E2.7 Compare the areas of two-dimensional shapes by matching, covering, or decomposing and recomposing the shapes, and demonstrate that different shapes can have the same area.
Skill: Comparing the Areas of Two-Dimensional Shapes and Demonstrating That Different Two-Dimensional Shapes Can Have the Same Area
In the primary grades, fundamental concepts are essential to the development of an understanding of measurable attributes. Conservation is one of the fundamental concepts.
In measurement, conservation refers to the concept that the measurement of an attribute, in either standard and non-standard units, remains the same whether the object is moved, transformed, or decomposed.
It is important that teachers regularly ask students to transform, move, or decompose an object and compare the measurement of any attributes, in standard and non-standard units, before and after the transformation.
They will be able to question each other, exchange ideas and understand the circumstances in which the concept of conservation applies.
Example of the Conservation of Area
The area of shapes 1 and 2 is the same as the area of the square, because all three shapes are constructed from the same seven pieces of a tangram set.
Source: translated from Guide d’enseignement efficace des mathématiques, de la maternelle à la 3e année, Mesure, p. 53.
The student who understands this concept realizes that the area of a surface remains the same whether the surface is moved, transformed, or decomposed.
Example
”Luke chooses two pentominoes and puts them together to create a shape. He draws this shape on graph paper and colors the squares that are part of this shape. He creates another shape with the same pentominoes. What do you notice about the area of Luke's two shapes?“
Image On two grid spaces, two pentominoes are used to make a shape. The two pentomino shapes are determined by the colors red and blue. In the first grid, the shape looks like a flower. In the second grid, the pentominoes are interlocked.

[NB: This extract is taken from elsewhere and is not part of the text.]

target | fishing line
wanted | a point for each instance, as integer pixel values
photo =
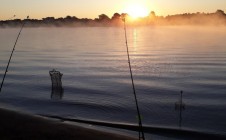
(141, 132)
(6, 70)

The area of each shape is identical; each occupies the same number of squares, but they are arranged differently. The area has not increased or decreased; the area still represents the area of the two selected pentominoes.
Additivity Example
Another fundamental concept for students to develop is that of additivity. Students who understand this concept realize that the area of a shape is equal to the sum of the area of each of its parts.
Example
”On a geoboard, a student creates two adjacent rectangles. They estimate and measure the area of each rectangle. Using a different colored rubber band, they join the two rectangles into a single shape. Compare the area of this new shape with the area of the original shapes.“
Image On a geoplan, a red rubber band is a square. Next, a blue rubber band shows a rectangle that has twice the area of the square. On a second geoplan, a green rubber band shows the total area of the square and the rectangle.The area of the new shape is equal to the sum of the area of the two rectangles combined. The area of the above example is: 6 square units + 12 square units = 18 square units.
Source: translated from Fiche de la maternelle à la 3e année Attribut aire.
Knowledge: Attribute - Area
Area is the measure of the amount of space inside a two-dimensional shape.
Source: The Ontario Curriculum. Mathematics, Grades 1-8 Ontario Ministry of Education, 2020.
Students form a mental image of a flat or curved surface to find its area. For example, in a situation where the area of a given rectangle is to be determined, students need to visualize that they are finding the measure of the space occupied within the rectangle. Students should also recognize real-life situations that involves this attribute, for example:
- the size of a piece of land;
- the area of a city.
Example 1
I determine the area of the top face of the box by covering it with sticky notes.
Source: translated from Guide d’enseignement efficace des mathématiques, de la maternelle à la 3e année, Mesure, p. 46.
Example 2
Students will demonstrate their understanding of area by covering the surface with pattern blocks.
Source: translated from Guide d’enseignement efficace des mathématiques, de la maternelle à la 3e année, Mesure, p. 126.
I used 4 rhombuses, 4 green triangles and 1 yellow hexagon to cover the kite. The shapes do not overlap.
Teachers ask questions such as:
- What do you notice?
- What is the area of the kite? Is this an effective strategy for measuring area? What changes could you make?
- Can you compare the area of your kite with the area of another team's kite? What do you notice?
Open-ended questioning by the teacher supports students to deepen their understanding of the concept of area. Students need to understand that in order to effectively measure the area of a two-dimensional shape, the units must be placed without spacing and overlap. When the two-dimensional shape is completely covered with different non-standard units, a conversion is necessary to determine one unit of measure. For example, in the image above, the student may notice that the hexagon can be made with six triangles and each of the rhombuses can be made with two triangles. Therefore, the area is equivalent to18 triangles.
To support students to grasp this concept, ask them to measure the area of the kite using only green triangles and making sure to leave no gaps or overlaps between the triangles. Encourage them to think about how they might swap the pieces they already have for green triangles.